Standing in a desert in the middle east with that thought was rather profound.

Posted by: Fred | Nov 25, 2010 8:13:14 PM

...so you're saying that every moment that each of us conceives a world, a personal reality, the act of conceiving it creates that world. Is it only my world, or a collective world that I conceive? Maybe there is only one thought, "enormously" fragmented. OK, so then, if a tree falls in the forest and no one is there to hear it, does that mean that it never actually happened. (unless, of course,the tree has consciousness) and then what happens to the poor bonobos? OK, I'm obviously tired....

Posted by: tamra | Nov 24, 2010 1:53:35 AM

I think the bonobos have got it right. They certainly get more action than most people (and waaaay more than me).

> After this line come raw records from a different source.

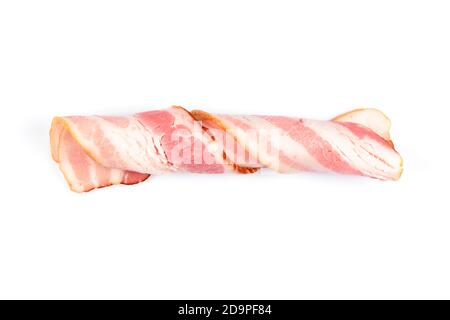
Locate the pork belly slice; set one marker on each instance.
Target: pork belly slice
(98, 151)
(356, 142)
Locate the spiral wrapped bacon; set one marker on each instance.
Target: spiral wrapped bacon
(98, 151)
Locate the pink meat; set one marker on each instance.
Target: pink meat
(98, 151)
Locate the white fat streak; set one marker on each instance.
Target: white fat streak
(183, 118)
(293, 149)
(251, 140)
(116, 176)
(351, 149)
(69, 173)
(133, 145)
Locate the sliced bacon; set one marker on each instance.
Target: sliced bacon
(98, 151)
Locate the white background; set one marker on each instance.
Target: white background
(231, 236)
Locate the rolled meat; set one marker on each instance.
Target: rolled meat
(99, 151)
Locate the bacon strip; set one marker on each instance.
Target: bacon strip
(98, 151)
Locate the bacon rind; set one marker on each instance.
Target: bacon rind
(366, 129)
(59, 129)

Posted by: Graeme | Nov 24, 2010 1:30:20 AM

We love self delusions of grandeur otherwise we'd still be up in the trees with the Bonobos. Thank goodness for religion and philosophy of navel gazing chimps called humanity.

Posted by: megan | Nov 24, 2010 12:03:56 AM


Posted by: Mrs Brown | Nov 23, 2010 8:42:46 PM

Dude! That was deep.

Posted by: Milena | Nov 23, 2010 7:21:03 PM

Not true! Every single human is awesome!